Die femininen Großlogen Europas sind Mitglieder eines eigenen Dachverbandes, das CLiMAF – Centre de liaison international de la maconnerie feminine. Erstaunliche Mitgliederzahlen haben die Frauenlogen in Frankreich (rund 20 000), Belgien (rund 5 000), und in der Türkei, erzählt Britta Wellmann, arbeiten seit 1999 um die 3 000 Freimaurerinnen in einer Frauenloge. „Sie arbeiten voll in Deckung, mit großem Zulauf auch ohne Öffentlichkeitsarbeit“, so Wellmann weiter.

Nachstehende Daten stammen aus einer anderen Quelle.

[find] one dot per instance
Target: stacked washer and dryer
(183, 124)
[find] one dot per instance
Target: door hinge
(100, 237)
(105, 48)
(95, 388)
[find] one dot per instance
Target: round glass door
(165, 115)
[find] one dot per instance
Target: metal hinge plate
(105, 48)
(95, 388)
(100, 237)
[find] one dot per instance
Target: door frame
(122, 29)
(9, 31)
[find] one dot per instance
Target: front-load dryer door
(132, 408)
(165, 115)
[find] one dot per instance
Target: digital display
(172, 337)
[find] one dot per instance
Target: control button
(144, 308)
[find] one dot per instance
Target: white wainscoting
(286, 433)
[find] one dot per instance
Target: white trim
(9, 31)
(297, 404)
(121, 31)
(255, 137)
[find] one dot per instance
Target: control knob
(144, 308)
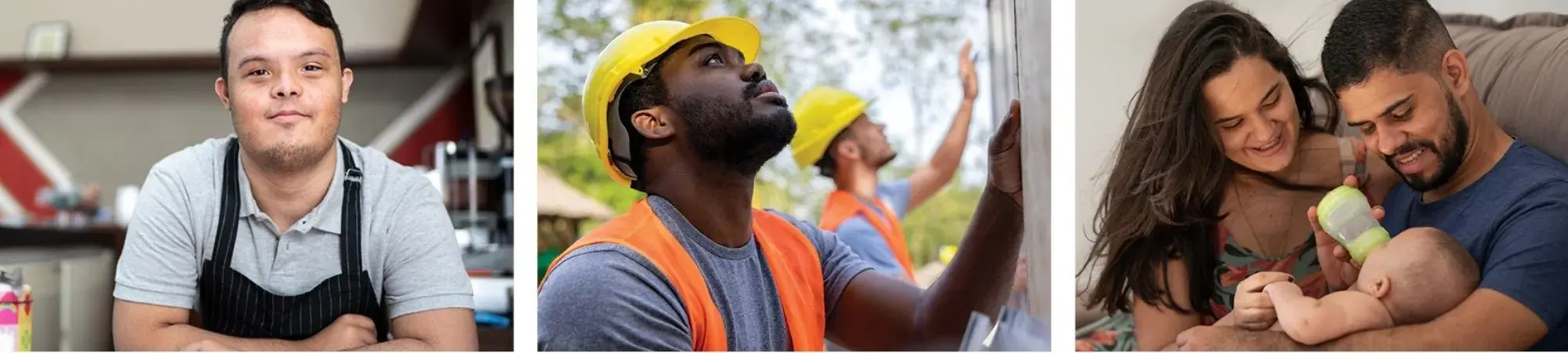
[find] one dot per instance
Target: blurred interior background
(95, 93)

Freimaurerisch zu arbeiten umfasse ausschließlich die Arbeit an sich selbst. In einem Pressetext der Frauengroßloge von Deutschland (FGLD) steht: Freimaurerinnen sind an persönlicher Entwicklung interessiert und wollen mehr Erkenntnis und Wissen erlangen, als engagierte Frauen, die bereit sind, sich mit den Bedingungen von Zivilisation und Fortschritt auseinanderzusetzen und eine an Humanität orientierte Haltung zu erreichen.

Auch die freimaurerischen Frauen erinnern sich an den Freimaurer und Dichter Gotthilf Ephraim Lessing: „Die Freimaurerei ist nichts Willkürliches, nichts Entbehrliches, sondern etwas Notwendiges, das in dem Wesen des Menschen und der bürgerlichen Gesellschaft gegründet ist“. „Und der kann eben männlich oder weiblich sein“, fügen die Freimaurerinnen hinzu,

Näheres können Interessierte im Internet unter www.freimaurerinnen-hannover.de/labyrinth erfahren.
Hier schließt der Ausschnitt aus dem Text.